The Burden of Proving You’re Not a Burden
Now, let’s talk about that weird guilt spiral that follows every accommodation request.
You might find yourself explaining in detail—sometimes excruciating detail—why you need a break, an extension, or a different way to participate. You overcompensate with politeness. You apologise for the inconvenience. You reassure them that you really are trying your best.
And all of that effort? It’s not coming from entitlement. It’s coming from internalised ableism.
At some point, you absorbed the idea that you have to earn your place in the room. That your presence is conditional on performance. That being supported is a favour, not a right.
Let me be very clear: none of that is true.
Support is not a reward for good behaviour. It is not something you need to “deserve.” It is a basic, reasonable expectation in an institution that claims to serve diverse learners. And yes—you get to have needs even when you’re doing well. You don’t have to be in crisis to ask for support.
Self-Advocacy Doesn’t Mean “Doing It Alone”
One of the great myths about self-advocacy is that it’s all on you. That if you just learn to ask the right way, at the right time, in the right tone, people will help. And if they don’t? Well, maybe you just weren’t assertive or prepared enough.
No.
Self-advocacy is not about being the perfect neurodivergent student. It’s about communicating your needs with clarity and self-respect—and the institution meeting you halfway. It’s a two-way street. Or, at the very least, it should be.

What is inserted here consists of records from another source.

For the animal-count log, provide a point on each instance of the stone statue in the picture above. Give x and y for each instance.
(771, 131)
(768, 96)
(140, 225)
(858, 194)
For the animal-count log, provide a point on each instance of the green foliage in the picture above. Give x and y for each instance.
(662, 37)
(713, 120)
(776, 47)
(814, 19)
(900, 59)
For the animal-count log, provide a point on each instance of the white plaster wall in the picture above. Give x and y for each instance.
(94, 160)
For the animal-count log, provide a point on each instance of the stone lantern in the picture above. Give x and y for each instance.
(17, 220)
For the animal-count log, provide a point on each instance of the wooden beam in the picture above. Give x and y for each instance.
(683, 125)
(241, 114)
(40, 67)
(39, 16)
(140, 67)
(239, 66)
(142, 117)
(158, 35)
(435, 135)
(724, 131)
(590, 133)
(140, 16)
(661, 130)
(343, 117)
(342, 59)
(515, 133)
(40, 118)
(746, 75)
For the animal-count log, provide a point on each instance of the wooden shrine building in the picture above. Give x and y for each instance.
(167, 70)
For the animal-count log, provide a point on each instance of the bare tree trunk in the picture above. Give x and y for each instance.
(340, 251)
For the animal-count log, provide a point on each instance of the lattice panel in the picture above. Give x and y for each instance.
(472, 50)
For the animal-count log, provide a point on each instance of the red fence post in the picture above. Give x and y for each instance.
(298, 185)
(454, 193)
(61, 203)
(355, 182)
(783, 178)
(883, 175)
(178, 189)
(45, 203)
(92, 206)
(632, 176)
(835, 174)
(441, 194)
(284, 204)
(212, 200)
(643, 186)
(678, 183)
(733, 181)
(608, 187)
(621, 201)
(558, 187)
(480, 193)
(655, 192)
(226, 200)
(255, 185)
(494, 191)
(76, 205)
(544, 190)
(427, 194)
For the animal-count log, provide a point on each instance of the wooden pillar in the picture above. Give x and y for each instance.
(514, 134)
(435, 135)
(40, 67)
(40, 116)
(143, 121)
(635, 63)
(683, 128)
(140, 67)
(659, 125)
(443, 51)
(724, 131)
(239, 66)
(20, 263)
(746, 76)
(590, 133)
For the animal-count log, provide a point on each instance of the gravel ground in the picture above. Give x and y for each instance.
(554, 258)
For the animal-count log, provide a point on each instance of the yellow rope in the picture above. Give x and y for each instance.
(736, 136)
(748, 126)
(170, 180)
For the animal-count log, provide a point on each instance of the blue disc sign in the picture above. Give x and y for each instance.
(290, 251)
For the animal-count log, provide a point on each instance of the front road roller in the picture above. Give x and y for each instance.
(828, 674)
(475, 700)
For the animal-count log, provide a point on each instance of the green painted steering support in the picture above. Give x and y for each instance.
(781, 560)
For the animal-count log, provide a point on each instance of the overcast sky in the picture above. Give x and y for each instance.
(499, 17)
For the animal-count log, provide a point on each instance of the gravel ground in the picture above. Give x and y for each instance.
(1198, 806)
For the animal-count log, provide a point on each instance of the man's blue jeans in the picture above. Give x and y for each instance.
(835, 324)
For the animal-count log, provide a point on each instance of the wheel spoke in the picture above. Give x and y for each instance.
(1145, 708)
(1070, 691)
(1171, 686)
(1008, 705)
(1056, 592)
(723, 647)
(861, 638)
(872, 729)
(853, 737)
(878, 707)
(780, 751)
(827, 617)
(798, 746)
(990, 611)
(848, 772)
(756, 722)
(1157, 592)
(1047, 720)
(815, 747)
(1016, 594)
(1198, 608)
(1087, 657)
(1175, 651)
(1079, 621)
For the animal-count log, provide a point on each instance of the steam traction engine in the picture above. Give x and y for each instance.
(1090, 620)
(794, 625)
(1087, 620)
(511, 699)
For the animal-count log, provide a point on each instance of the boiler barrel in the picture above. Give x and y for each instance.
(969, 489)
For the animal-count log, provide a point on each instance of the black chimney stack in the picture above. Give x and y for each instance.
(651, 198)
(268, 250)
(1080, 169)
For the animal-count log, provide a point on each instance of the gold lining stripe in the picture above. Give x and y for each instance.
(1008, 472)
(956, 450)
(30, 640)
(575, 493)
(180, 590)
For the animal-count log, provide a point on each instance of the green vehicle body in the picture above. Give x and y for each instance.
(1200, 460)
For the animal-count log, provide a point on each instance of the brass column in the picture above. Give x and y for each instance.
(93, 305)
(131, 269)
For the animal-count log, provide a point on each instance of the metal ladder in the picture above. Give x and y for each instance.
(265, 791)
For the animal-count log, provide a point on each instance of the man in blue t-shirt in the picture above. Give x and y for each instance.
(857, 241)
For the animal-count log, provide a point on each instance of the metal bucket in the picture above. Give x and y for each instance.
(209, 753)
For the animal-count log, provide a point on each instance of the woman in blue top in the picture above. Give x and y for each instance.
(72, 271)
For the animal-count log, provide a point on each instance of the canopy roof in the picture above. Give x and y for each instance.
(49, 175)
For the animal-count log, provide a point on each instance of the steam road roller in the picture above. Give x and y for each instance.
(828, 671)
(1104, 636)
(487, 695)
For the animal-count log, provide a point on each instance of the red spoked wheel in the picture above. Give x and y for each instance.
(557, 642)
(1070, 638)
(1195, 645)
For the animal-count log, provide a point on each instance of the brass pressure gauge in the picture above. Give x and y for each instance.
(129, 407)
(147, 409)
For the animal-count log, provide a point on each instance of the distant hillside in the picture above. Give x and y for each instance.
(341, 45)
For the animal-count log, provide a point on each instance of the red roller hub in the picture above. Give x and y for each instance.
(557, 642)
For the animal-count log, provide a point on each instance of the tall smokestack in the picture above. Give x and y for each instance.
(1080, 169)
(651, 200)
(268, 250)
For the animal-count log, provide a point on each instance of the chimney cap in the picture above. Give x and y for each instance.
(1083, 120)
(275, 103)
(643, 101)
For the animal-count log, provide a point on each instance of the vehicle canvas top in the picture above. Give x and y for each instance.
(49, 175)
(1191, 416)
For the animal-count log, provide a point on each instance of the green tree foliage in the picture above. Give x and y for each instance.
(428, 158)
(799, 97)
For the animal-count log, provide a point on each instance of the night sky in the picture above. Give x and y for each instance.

If you’re stuck in a loop of requesting the same support repeatedly, or feeling like your needs are constantly questioned or minimised, that’s not a reflection of your failure to advocate properly. That’s a sign of an inaccessible system, plain and simple.

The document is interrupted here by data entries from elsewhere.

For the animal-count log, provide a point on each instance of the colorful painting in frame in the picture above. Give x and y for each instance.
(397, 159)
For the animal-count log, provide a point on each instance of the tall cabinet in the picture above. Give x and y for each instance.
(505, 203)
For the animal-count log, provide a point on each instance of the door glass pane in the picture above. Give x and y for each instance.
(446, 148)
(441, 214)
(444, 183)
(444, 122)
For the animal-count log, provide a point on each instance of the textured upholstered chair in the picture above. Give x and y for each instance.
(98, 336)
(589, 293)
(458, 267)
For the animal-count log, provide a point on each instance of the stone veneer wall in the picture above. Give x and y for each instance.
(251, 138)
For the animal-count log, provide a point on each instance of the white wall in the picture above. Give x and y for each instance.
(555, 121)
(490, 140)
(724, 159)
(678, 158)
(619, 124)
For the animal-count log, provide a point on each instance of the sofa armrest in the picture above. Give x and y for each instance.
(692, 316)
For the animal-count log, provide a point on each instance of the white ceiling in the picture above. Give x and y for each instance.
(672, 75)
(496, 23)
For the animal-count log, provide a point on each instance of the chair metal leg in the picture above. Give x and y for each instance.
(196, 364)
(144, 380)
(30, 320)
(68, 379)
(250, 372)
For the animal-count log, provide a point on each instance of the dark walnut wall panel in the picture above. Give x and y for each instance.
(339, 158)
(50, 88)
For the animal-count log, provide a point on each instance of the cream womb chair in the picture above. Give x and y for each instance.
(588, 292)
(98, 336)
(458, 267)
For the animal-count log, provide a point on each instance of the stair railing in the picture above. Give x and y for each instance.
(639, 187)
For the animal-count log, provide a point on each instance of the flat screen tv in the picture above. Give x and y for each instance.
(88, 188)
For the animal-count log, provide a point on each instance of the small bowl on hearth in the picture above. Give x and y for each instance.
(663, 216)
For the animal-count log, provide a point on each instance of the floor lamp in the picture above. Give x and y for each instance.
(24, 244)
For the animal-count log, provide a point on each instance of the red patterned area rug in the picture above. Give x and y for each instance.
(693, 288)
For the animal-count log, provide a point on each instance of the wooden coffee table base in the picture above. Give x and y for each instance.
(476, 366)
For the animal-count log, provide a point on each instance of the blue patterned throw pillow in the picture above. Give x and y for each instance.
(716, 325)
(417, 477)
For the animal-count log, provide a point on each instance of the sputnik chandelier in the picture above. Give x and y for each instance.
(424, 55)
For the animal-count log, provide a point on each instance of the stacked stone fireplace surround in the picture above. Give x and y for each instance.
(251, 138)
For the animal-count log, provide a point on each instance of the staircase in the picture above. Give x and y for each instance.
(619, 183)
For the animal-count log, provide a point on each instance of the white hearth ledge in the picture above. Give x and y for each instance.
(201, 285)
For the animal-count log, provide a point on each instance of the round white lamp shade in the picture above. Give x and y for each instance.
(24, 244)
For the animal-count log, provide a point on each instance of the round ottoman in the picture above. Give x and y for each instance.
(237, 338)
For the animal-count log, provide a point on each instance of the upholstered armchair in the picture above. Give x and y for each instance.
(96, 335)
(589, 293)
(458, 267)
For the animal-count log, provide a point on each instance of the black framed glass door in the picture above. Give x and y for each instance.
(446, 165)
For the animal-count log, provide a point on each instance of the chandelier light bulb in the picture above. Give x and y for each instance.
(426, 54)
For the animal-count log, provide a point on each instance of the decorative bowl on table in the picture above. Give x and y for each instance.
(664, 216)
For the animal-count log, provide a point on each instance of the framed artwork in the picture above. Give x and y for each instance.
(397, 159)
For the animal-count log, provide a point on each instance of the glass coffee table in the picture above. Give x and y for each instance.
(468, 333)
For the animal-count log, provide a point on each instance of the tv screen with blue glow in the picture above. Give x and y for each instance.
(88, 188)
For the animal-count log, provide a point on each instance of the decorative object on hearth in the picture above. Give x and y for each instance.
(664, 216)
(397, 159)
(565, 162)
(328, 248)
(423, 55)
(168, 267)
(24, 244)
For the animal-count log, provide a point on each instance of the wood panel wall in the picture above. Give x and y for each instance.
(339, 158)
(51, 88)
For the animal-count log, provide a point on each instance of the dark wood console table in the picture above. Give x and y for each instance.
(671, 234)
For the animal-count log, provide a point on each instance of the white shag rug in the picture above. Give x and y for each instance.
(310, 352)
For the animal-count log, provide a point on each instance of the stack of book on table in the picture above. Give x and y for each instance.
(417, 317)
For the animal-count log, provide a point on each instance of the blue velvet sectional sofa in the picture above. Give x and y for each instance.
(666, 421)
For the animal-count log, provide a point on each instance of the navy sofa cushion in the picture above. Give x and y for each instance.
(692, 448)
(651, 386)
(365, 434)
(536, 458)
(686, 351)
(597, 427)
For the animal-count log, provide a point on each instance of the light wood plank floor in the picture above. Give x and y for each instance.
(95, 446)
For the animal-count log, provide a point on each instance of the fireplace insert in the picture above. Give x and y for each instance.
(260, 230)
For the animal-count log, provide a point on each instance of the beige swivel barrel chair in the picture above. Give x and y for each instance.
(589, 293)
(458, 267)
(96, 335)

And remember: just because your needs aren’t visible doesn’t mean they’re invalid. ADHD and autism are often dynamic and context-dependent. What you can manage on Monday might be unmanageable by Friday. That doesn’t make you inconsistent. It makes you human.
Boundaries Are Not Optional

Let’s talk about boundaries, shall we? Because self-advocacy is not just about asking for help—it’s about knowing where your line is.

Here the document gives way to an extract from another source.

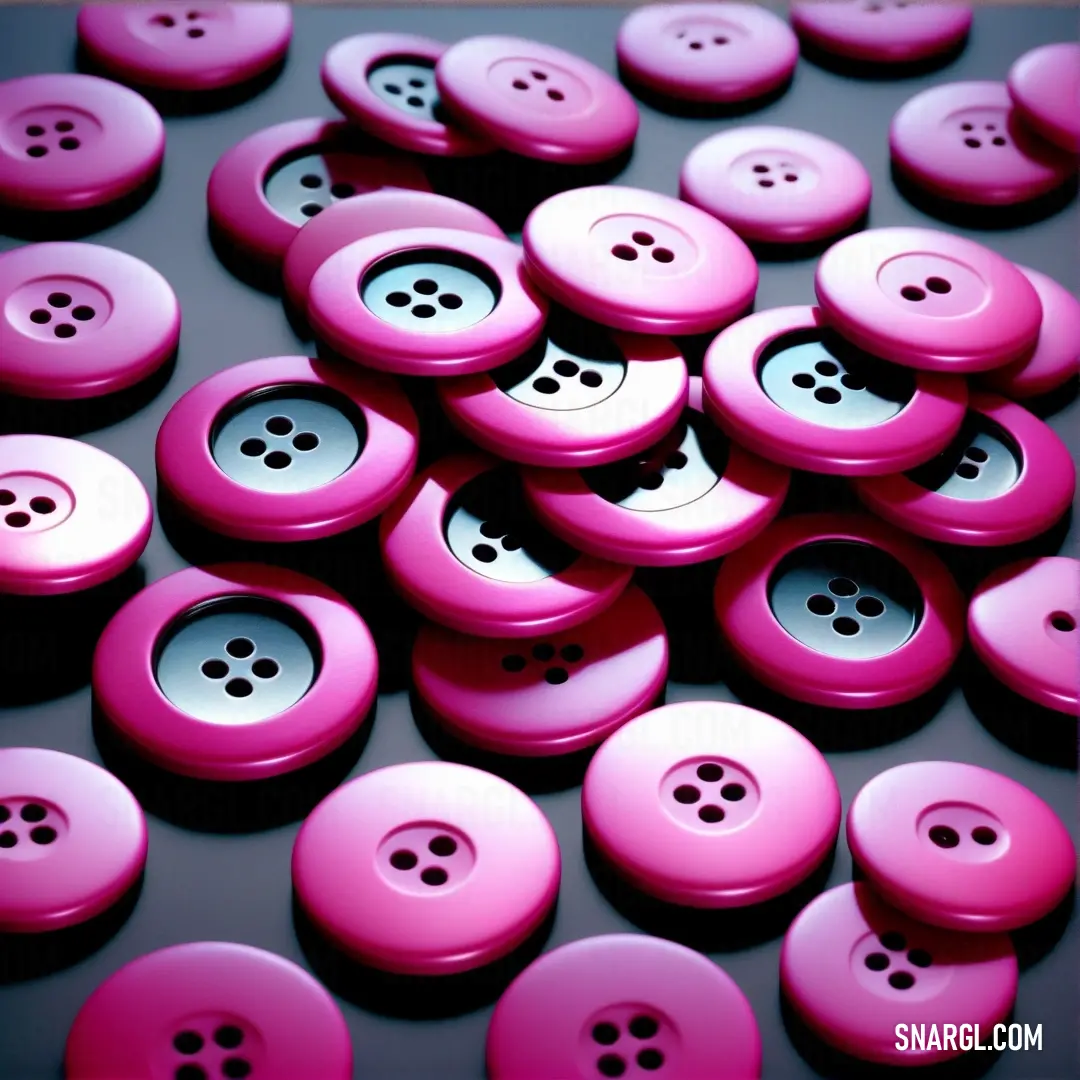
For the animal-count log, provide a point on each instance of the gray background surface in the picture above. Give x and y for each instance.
(237, 888)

You are allowed to say, “This doesn’t work for me.” You are allowed to say, “I cannot do this without compromising my mental health.” You are allowed to say, “No.”
And no, that doesn’t make you difficult. It makes you clear. Which is terrifying to people who are used to students saying yes at any cost.
Start with small, direct scripts. Write them down if you need to. For example: “Because I experience executive dysfunction, I benefit from task breakdowns and regular check-ins. Would it be possible to structure the assignment this way?” or “I find group discussions overwhelming when they’re unstructured. Could I contribute in writing, or have questions sent in advance?”
You don’t need to justify your entire existence. You’re not applying for permission to have needs. You’re simply stating them.
You Deserve To Be Here
Let’s be honest: educational spaces weren’t exactly built with neurodivergent brains in mind. But you are here anyway. You’re navigating inaccessible systems with creativity, grit, and likely a collection of spreadsheets, alarms, and coping rituals that would rival a NASA launch team.
And you are not a burden.
You are a student with a brain that deserves support—not because you’ve jumped through hoops, not because you’ve earned it through hardship, but because accessibility is a baseline, not a bonus.
So keep advocating. Not perfectly. Not without nerves. But with the deep knowing that your needs are real, your boundaries are valid, and your voice belongs in every classroom, lecture hall, and email thread.
Self-advocacy isn’t about proving you’re worth the effort.
It’s about believing—maybe for the first time—that you already are.